Out of the 110 patients, seven patients were transferred to another health facility or discharged to institutional quarantine.

Table 3

Medications and clinical outcomes of the convalescent plasma cohort with and without tocilizumab

4. DISCUSSION

We have conducted a retrospective study of 110 patients with severe COVID-19 disease who received CP or CPT in addition to the standard care treatment. All patients required supplemental oxygen and 65% (n = 72) were on MV. Both treatment groups had similar SOFA scores, but patients in the CPT group had significantly more severe disease, particularly more frequently having ARDS and sepsis. Our study showed that male patients with major bilateral chest X-ray changes tend to be at a higher risk of developing ARDS, requiring mechanical ventilation and receiving CPT. Patients with pneumonia and patchy X-ray changes were less likely to develop cytokine storm and probably the combination treatment was not warranted.
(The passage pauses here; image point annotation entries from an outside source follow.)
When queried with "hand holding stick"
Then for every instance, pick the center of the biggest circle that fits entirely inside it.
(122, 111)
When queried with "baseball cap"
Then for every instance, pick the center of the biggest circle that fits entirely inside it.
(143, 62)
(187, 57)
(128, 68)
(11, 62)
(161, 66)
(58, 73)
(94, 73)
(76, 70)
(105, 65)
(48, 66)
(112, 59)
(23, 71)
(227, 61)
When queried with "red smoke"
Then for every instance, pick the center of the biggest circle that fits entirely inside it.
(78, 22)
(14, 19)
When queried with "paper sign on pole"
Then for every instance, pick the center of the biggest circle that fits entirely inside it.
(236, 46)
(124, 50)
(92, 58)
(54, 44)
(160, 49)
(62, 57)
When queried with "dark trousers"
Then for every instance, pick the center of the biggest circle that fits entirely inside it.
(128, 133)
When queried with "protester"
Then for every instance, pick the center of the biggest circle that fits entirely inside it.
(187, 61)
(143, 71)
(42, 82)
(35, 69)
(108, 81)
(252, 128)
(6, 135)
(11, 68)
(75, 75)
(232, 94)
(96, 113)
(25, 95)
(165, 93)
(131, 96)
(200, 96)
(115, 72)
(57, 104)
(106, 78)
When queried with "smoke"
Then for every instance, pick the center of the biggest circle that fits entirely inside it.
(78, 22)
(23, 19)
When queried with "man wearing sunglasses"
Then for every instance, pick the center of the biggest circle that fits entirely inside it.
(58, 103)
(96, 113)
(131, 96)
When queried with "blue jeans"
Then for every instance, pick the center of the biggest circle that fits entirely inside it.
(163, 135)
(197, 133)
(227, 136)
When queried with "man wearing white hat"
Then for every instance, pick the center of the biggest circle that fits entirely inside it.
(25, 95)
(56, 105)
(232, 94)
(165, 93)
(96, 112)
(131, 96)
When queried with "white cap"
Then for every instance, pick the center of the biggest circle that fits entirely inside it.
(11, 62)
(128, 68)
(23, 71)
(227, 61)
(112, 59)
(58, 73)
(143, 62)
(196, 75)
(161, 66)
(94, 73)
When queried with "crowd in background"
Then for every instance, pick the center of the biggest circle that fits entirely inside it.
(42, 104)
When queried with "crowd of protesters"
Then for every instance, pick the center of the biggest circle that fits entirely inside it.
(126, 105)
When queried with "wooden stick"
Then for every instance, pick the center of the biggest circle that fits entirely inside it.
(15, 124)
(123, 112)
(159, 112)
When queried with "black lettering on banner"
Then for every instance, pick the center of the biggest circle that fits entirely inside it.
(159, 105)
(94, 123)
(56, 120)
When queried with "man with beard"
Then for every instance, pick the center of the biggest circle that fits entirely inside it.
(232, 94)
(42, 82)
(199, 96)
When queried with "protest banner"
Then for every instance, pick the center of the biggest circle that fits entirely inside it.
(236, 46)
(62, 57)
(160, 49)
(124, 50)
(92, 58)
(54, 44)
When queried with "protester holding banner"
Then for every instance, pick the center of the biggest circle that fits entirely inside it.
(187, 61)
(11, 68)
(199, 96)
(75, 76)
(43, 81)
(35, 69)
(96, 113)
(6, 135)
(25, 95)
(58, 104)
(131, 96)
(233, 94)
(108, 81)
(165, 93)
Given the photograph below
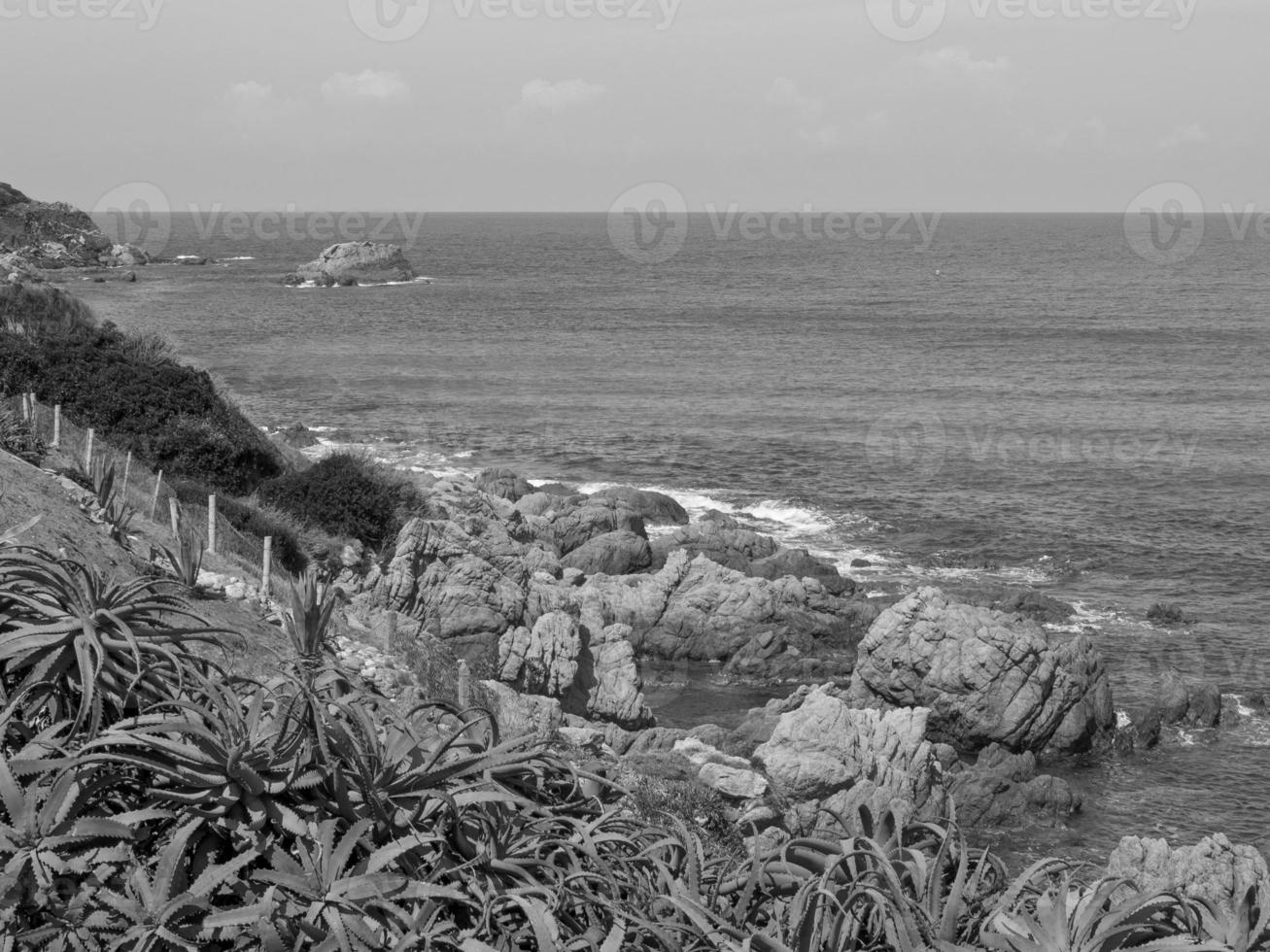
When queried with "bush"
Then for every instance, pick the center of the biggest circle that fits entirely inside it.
(129, 391)
(289, 545)
(347, 495)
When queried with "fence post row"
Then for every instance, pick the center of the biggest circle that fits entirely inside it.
(211, 525)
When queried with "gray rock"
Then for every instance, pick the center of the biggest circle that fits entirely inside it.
(654, 508)
(1213, 869)
(611, 554)
(359, 261)
(828, 756)
(987, 678)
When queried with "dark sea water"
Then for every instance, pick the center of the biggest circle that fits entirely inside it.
(1024, 400)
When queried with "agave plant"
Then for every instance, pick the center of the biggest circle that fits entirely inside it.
(1072, 918)
(334, 893)
(75, 641)
(232, 762)
(8, 536)
(187, 560)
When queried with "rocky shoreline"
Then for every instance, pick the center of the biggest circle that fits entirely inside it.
(544, 605)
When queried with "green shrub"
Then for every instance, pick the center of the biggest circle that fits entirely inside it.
(131, 392)
(347, 495)
(289, 545)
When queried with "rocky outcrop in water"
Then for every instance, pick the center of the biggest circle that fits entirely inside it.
(1213, 869)
(827, 756)
(987, 678)
(355, 263)
(52, 235)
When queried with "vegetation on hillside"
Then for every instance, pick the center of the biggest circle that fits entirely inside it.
(129, 390)
(347, 495)
(150, 799)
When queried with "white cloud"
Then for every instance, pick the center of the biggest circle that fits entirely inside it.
(558, 96)
(368, 84)
(807, 112)
(954, 63)
(251, 91)
(1184, 136)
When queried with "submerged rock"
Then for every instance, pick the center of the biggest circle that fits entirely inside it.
(1213, 869)
(988, 678)
(352, 263)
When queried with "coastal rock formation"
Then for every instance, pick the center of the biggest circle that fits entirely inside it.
(355, 263)
(720, 538)
(611, 554)
(46, 235)
(653, 508)
(503, 484)
(987, 678)
(1004, 789)
(827, 756)
(1213, 869)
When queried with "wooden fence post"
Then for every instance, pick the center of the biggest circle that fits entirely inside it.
(154, 503)
(211, 525)
(268, 569)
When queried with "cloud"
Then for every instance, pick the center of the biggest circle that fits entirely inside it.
(954, 63)
(1184, 136)
(558, 96)
(251, 91)
(369, 84)
(807, 111)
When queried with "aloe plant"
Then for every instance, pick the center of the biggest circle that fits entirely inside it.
(77, 642)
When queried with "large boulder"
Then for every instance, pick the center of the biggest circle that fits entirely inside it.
(654, 508)
(827, 756)
(1004, 789)
(987, 678)
(503, 484)
(594, 675)
(720, 538)
(611, 554)
(1213, 869)
(355, 263)
(801, 563)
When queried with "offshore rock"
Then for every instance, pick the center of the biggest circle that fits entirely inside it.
(987, 678)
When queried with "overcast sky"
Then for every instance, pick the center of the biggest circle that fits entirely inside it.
(769, 104)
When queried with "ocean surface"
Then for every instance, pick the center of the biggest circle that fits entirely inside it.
(1017, 398)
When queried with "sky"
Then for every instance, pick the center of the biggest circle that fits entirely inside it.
(993, 106)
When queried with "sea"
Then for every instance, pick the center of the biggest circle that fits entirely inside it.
(954, 400)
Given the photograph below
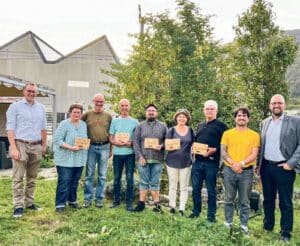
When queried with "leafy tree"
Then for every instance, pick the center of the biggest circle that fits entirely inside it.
(263, 55)
(173, 64)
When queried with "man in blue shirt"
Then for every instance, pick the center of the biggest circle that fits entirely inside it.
(27, 133)
(121, 133)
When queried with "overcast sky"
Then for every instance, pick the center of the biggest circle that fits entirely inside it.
(69, 24)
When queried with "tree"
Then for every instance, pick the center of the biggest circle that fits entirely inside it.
(262, 56)
(172, 64)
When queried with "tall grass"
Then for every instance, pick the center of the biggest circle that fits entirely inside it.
(107, 226)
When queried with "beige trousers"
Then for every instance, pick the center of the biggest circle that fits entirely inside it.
(28, 164)
(183, 176)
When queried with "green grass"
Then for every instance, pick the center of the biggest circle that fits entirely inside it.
(117, 227)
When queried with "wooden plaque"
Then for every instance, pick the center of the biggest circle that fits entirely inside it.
(200, 149)
(122, 137)
(172, 144)
(151, 143)
(82, 142)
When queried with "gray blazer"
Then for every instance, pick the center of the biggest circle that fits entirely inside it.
(289, 140)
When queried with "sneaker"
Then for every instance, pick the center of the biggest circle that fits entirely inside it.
(193, 216)
(86, 204)
(211, 219)
(34, 207)
(18, 213)
(157, 208)
(227, 224)
(129, 208)
(285, 236)
(60, 209)
(74, 205)
(245, 229)
(114, 204)
(99, 204)
(140, 207)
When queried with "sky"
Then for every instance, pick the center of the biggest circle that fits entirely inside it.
(69, 24)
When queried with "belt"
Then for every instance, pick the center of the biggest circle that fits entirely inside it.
(274, 162)
(99, 143)
(28, 142)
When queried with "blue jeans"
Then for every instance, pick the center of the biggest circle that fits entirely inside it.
(97, 154)
(275, 178)
(205, 170)
(241, 184)
(118, 163)
(67, 184)
(150, 176)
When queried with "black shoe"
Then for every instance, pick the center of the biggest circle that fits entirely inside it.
(193, 216)
(34, 207)
(285, 236)
(211, 220)
(18, 213)
(99, 204)
(114, 204)
(129, 208)
(157, 208)
(60, 209)
(140, 207)
(74, 205)
(86, 204)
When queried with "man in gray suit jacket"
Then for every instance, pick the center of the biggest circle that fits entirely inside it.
(279, 155)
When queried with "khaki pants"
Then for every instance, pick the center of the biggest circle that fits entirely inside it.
(29, 164)
(183, 176)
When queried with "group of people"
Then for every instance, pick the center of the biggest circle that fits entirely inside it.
(274, 152)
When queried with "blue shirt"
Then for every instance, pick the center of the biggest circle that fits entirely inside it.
(123, 125)
(66, 133)
(26, 120)
(272, 145)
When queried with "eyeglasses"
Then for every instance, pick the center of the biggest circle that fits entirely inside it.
(277, 103)
(31, 91)
(183, 110)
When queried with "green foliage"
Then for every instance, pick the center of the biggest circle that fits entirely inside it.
(173, 65)
(107, 226)
(47, 159)
(263, 54)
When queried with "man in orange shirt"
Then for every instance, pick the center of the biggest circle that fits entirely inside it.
(239, 148)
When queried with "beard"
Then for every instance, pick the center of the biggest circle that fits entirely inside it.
(151, 119)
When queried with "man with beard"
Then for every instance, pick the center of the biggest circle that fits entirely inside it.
(239, 148)
(98, 122)
(206, 166)
(148, 146)
(123, 153)
(279, 155)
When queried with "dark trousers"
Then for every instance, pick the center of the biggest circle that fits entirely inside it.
(67, 184)
(204, 171)
(276, 179)
(119, 161)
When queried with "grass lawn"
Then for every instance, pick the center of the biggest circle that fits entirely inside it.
(107, 226)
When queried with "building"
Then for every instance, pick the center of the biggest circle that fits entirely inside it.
(75, 77)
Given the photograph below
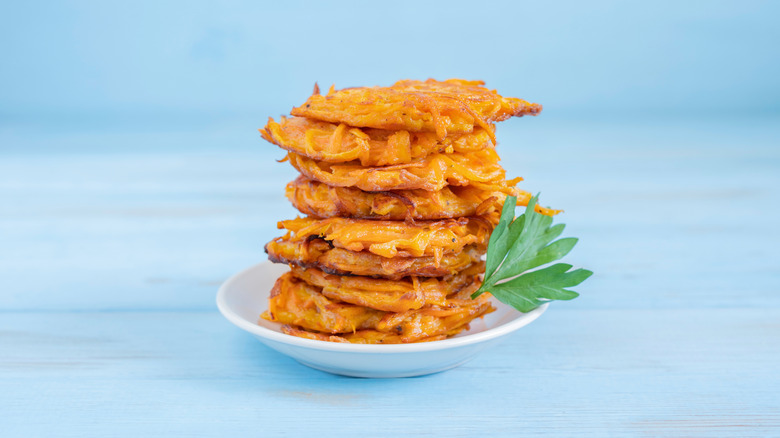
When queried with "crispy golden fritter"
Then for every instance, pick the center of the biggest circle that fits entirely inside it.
(410, 293)
(444, 107)
(297, 303)
(364, 336)
(318, 253)
(394, 238)
(339, 143)
(431, 173)
(318, 199)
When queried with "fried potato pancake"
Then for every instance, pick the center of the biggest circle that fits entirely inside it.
(410, 293)
(339, 143)
(444, 107)
(297, 303)
(431, 173)
(318, 253)
(364, 336)
(393, 238)
(318, 199)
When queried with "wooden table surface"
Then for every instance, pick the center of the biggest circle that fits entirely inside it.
(115, 238)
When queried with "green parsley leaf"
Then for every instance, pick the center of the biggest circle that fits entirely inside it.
(516, 248)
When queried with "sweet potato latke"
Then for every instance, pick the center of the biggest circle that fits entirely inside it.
(320, 254)
(445, 107)
(402, 187)
(321, 200)
(340, 143)
(298, 303)
(433, 172)
(393, 238)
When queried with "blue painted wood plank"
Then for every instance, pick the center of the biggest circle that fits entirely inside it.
(110, 258)
(670, 214)
(676, 372)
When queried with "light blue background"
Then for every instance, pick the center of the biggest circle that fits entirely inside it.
(149, 61)
(133, 182)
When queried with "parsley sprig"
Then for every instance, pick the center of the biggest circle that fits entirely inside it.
(516, 248)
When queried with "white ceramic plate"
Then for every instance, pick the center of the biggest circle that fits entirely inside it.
(243, 297)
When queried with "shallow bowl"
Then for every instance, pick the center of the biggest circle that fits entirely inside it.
(243, 297)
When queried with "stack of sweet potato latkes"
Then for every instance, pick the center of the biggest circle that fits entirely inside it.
(401, 187)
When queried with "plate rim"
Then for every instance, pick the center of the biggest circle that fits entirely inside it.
(456, 342)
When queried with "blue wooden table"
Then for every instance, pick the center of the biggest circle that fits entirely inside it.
(113, 242)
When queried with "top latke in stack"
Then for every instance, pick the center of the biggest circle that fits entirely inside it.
(401, 186)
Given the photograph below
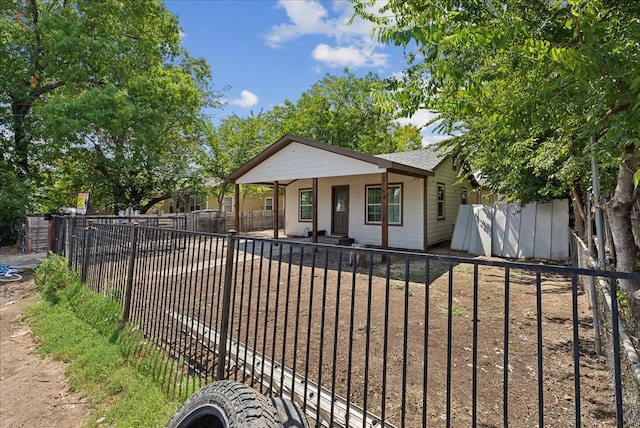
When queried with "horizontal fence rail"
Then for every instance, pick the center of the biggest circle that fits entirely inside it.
(361, 337)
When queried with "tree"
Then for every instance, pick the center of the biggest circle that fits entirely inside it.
(528, 84)
(105, 82)
(340, 110)
(233, 143)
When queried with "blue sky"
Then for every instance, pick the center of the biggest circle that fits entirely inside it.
(266, 51)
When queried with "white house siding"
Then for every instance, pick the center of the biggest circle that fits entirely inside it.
(409, 235)
(440, 230)
(297, 161)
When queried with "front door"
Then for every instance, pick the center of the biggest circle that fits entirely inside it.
(340, 218)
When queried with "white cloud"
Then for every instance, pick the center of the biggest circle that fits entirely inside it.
(247, 99)
(420, 118)
(433, 139)
(347, 56)
(346, 45)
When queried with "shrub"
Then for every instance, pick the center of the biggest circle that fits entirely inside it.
(53, 275)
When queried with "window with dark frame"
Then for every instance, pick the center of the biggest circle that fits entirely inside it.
(306, 205)
(227, 204)
(441, 200)
(373, 213)
(268, 203)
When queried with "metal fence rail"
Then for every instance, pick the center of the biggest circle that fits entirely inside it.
(364, 337)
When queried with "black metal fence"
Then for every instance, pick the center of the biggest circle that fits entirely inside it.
(362, 337)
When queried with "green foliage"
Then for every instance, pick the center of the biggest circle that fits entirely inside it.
(14, 204)
(121, 390)
(53, 275)
(71, 75)
(109, 362)
(523, 85)
(341, 110)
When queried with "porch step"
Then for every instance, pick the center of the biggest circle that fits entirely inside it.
(335, 240)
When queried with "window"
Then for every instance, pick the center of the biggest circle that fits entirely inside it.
(374, 204)
(194, 203)
(268, 203)
(440, 200)
(306, 205)
(227, 204)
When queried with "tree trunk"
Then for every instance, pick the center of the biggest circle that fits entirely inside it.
(619, 215)
(579, 213)
(20, 109)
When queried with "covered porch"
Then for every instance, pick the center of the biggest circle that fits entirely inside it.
(316, 179)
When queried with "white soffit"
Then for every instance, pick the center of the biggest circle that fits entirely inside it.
(299, 161)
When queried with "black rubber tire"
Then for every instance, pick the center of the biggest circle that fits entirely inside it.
(225, 404)
(289, 413)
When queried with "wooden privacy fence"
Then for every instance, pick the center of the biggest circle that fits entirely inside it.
(36, 228)
(510, 230)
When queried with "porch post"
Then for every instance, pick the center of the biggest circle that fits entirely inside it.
(236, 206)
(314, 210)
(385, 210)
(276, 210)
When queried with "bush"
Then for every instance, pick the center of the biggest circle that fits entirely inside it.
(53, 275)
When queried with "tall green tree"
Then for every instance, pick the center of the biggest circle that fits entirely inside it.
(233, 143)
(340, 110)
(105, 82)
(528, 85)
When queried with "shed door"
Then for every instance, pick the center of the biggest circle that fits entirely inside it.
(340, 204)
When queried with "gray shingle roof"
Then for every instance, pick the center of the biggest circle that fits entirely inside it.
(427, 159)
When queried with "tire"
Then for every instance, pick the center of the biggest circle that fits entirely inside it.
(10, 277)
(225, 404)
(289, 413)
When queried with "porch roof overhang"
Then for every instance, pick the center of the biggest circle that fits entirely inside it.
(294, 158)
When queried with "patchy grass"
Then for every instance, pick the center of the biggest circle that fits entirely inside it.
(109, 362)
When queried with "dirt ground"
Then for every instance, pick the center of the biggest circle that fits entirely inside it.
(33, 390)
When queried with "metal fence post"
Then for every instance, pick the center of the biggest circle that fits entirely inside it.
(226, 301)
(86, 251)
(72, 244)
(132, 264)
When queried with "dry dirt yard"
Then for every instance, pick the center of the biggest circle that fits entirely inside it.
(33, 390)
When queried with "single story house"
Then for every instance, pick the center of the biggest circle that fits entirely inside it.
(405, 200)
(261, 199)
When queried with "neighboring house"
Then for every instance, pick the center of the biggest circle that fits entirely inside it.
(340, 192)
(257, 201)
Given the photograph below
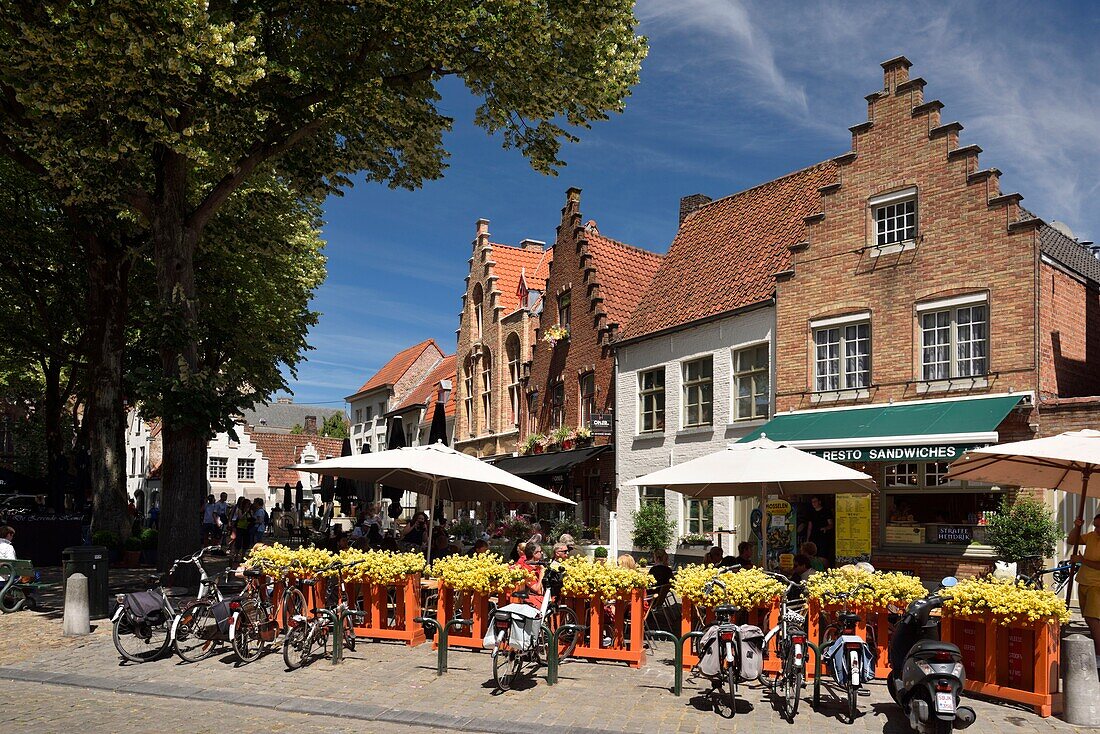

In this study, ventilatory and laboratory parameters at baseline were generally very high particularly in the CPT group indicating more severe COVID-19 disease. In fact, during that time of the pandemic, our hospital was receiving mostly the severe and critical COVID-19 infected patients. Concentrations of LDH and CRP in plasma were high, but showed progressive steady decline within 72 h after starting the treatment, and this decline was even more significant by day 14 in both groups. The downtrend of acute phase reactants correlates with patients’ clinical improvement. In contrary, IL-6 levels increased after tocilizumab administration but decreased in patients who received CP. This is because tocilizumab competitively blocks IL-6 receptors and leaves free IL-6 in plasma which remains in circulation for some time [19]. There is no established cutoff value for IL-6 level to predict the likelihood of cytokine release syndrome [10,20]. Our cut off for starting tocilizumab was 80 pg/mL. Longer monitoring and larger sample sizes are required for better understanding of the prognostic role of IL-6 concentrations and other biomarkers in COVID-19 pneumonia treated with tocilizumab.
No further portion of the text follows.